Perguntas sobre desconsideração da personalidade jurídica

Dúvidas que costumam acompanhar o assunto de societário.

Quando cabe a desconsideração da personalidade jurídica?

Quando houver abuso da personalidade jurídica, caracterizado por desvio de finalidade ou por confusão patrimonial, na forma do art. 50 do Código Civil com a redação da Lei 13.874/2019. As duas hipóteses são alternativas, basta uma delas, mas ela precisa ser demonstrada por prova e não se presume da falta de bens. O efeito alcança apenas certas e determinadas relações de obrigações, e apenas os sócios ou administradores beneficiados pelo abuso.

A empresa não tem bens. Isso autoriza cobrar dos sócios?

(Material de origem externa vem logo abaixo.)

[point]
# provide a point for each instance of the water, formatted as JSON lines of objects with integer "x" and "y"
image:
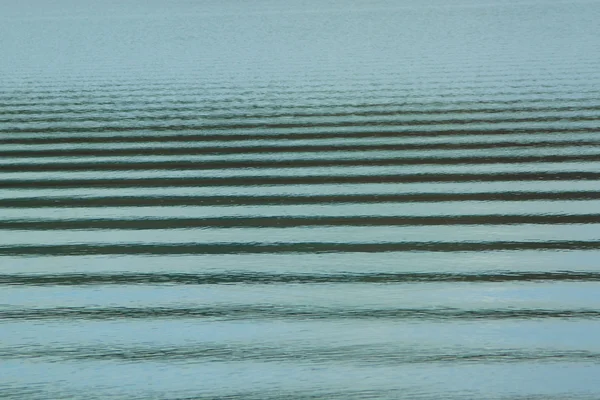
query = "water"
{"x": 266, "y": 200}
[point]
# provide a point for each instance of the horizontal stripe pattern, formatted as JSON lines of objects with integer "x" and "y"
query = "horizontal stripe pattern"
{"x": 337, "y": 201}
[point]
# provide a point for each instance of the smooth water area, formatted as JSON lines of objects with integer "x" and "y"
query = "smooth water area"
{"x": 300, "y": 200}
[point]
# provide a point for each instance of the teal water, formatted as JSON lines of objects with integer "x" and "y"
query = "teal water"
{"x": 265, "y": 200}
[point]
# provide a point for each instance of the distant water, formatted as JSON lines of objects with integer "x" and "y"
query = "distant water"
{"x": 318, "y": 200}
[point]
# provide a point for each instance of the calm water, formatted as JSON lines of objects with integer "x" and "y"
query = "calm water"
{"x": 264, "y": 200}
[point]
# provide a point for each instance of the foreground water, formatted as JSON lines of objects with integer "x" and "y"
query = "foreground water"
{"x": 320, "y": 200}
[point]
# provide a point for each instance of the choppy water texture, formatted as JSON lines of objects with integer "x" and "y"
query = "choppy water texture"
{"x": 265, "y": 200}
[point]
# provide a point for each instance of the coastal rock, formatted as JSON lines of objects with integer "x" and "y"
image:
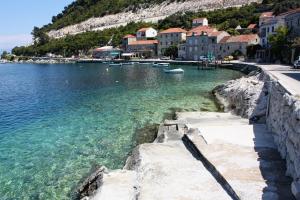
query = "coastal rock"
{"x": 152, "y": 13}
{"x": 246, "y": 97}
{"x": 92, "y": 183}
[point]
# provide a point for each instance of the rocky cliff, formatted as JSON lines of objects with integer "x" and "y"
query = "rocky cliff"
{"x": 149, "y": 14}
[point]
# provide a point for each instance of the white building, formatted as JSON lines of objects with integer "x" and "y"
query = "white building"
{"x": 146, "y": 33}
{"x": 200, "y": 22}
{"x": 170, "y": 37}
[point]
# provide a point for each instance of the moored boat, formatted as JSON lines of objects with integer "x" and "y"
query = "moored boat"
{"x": 115, "y": 64}
{"x": 161, "y": 64}
{"x": 174, "y": 71}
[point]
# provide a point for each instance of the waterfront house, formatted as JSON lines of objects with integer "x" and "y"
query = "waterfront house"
{"x": 200, "y": 22}
{"x": 143, "y": 48}
{"x": 126, "y": 40}
{"x": 268, "y": 23}
{"x": 146, "y": 33}
{"x": 236, "y": 44}
{"x": 207, "y": 41}
{"x": 106, "y": 52}
{"x": 170, "y": 37}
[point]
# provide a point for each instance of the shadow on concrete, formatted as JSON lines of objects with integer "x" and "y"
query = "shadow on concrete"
{"x": 295, "y": 76}
{"x": 272, "y": 167}
{"x": 190, "y": 146}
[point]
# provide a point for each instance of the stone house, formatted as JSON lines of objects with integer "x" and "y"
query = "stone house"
{"x": 229, "y": 44}
{"x": 126, "y": 40}
{"x": 146, "y": 33}
{"x": 268, "y": 23}
{"x": 203, "y": 40}
{"x": 200, "y": 22}
{"x": 143, "y": 48}
{"x": 170, "y": 37}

Não por si só. A insuficiência patrimonial da sociedade não é hipótese legal de desconsideração no regime do Código Civil, e a autonomia patrimonial existe justamente para alocar o risco de inadimplência. O encerramento irregular é indício relevante e costuma abrir a investigação, mas não substitui a prova do desvio de finalidade ou da confusão patrimonial.

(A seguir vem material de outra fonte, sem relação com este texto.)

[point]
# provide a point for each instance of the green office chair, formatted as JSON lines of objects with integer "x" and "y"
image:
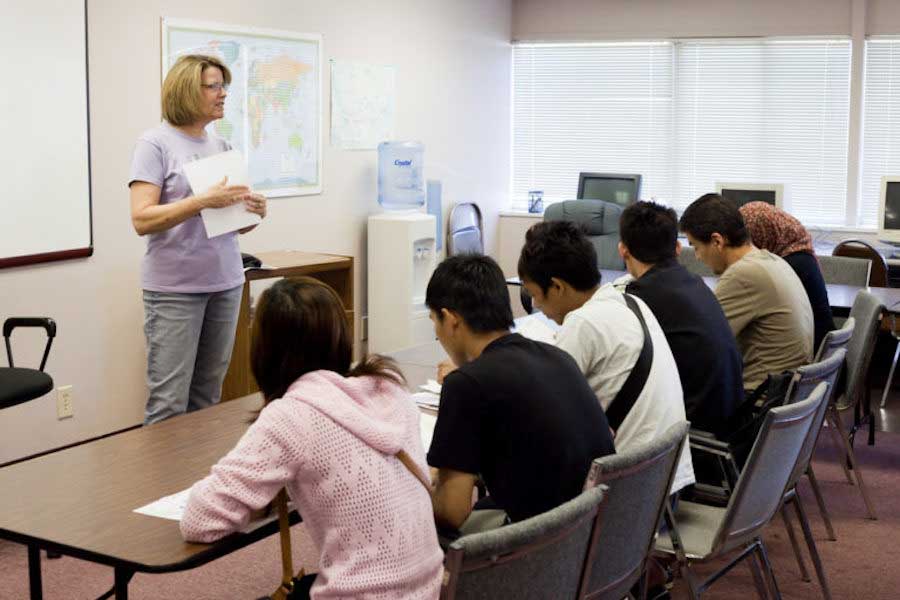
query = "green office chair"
{"x": 17, "y": 384}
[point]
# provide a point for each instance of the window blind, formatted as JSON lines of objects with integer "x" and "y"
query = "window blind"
{"x": 594, "y": 108}
{"x": 765, "y": 111}
{"x": 686, "y": 115}
{"x": 881, "y": 124}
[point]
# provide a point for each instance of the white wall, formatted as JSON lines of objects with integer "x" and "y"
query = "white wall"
{"x": 624, "y": 19}
{"x": 452, "y": 93}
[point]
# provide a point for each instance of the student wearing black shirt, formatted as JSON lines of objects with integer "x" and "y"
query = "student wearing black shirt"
{"x": 704, "y": 348}
{"x": 516, "y": 412}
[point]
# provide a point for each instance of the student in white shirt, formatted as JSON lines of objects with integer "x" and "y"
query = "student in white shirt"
{"x": 558, "y": 267}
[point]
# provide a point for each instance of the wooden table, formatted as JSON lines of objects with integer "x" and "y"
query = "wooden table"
{"x": 80, "y": 501}
{"x": 336, "y": 271}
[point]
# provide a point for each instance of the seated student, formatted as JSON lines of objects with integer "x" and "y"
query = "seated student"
{"x": 330, "y": 434}
{"x": 558, "y": 267}
{"x": 516, "y": 412}
{"x": 704, "y": 349}
{"x": 780, "y": 233}
{"x": 763, "y": 300}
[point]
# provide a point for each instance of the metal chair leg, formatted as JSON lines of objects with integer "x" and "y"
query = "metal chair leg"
{"x": 811, "y": 545}
{"x": 887, "y": 385}
{"x": 833, "y": 416}
{"x": 823, "y": 510}
{"x": 767, "y": 568}
{"x": 804, "y": 574}
{"x": 851, "y": 456}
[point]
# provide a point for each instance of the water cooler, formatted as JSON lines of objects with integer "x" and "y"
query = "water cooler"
{"x": 401, "y": 261}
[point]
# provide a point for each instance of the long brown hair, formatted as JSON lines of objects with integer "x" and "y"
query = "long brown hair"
{"x": 300, "y": 326}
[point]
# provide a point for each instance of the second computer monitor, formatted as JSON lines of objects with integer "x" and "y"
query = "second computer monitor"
{"x": 611, "y": 187}
{"x": 744, "y": 193}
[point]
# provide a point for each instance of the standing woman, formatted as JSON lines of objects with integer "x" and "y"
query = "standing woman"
{"x": 192, "y": 284}
{"x": 781, "y": 233}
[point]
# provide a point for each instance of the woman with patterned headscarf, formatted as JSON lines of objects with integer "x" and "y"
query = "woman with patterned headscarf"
{"x": 781, "y": 233}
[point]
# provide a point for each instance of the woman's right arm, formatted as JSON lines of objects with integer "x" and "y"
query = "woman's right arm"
{"x": 149, "y": 216}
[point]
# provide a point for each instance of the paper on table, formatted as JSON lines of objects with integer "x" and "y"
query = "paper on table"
{"x": 204, "y": 173}
{"x": 536, "y": 327}
{"x": 168, "y": 507}
{"x": 172, "y": 507}
{"x": 431, "y": 386}
{"x": 428, "y": 399}
{"x": 426, "y": 429}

O que caracteriza confusão patrimonial?

O art. 50, parágrafo 2º, do Código Civil define confusão patrimonial como a ausência de separação de fato entre os patrimônios, caracterizada por cumprimento repetitivo de obrigações do sócio pela sociedade ou o contrário, por transferência de ativos ou passivos sem contraprestação efetiva e por outros atos de descumprimento da autonomia patrimonial. Extrato bancário e razão contábil costumam bastar para demonstrar o padrão.

O sócio é ouvido antes de ter bens bloqueados?

Como regra, sim. Os arts. 133 a 137 do CPC instituíram o incidente com contraditório prévio: instaurado o pedido, o processo é suspenso e o sócio ou a pessoa jurídica é citado para se manifestar e requerer provas em quinze dias. A exceção é o pedido formulado já na petição inicial, hipótese em que o incidente é dispensado e a defesa migra para a contestação.

Sócio minoritário sem poder de gestão responde?

O art. 50 alcança administradores ou sócios beneficiados direta ou indiretamente pelo abuso, e não todo o quadro societário. Sócio que não praticou o ato e não recebeu vantagem dele tem defesa própria e de mérito. A demonstração desse ponto depende de documentos societários, contábeis e bancários, e não da simples alegação de que a participação é pequena.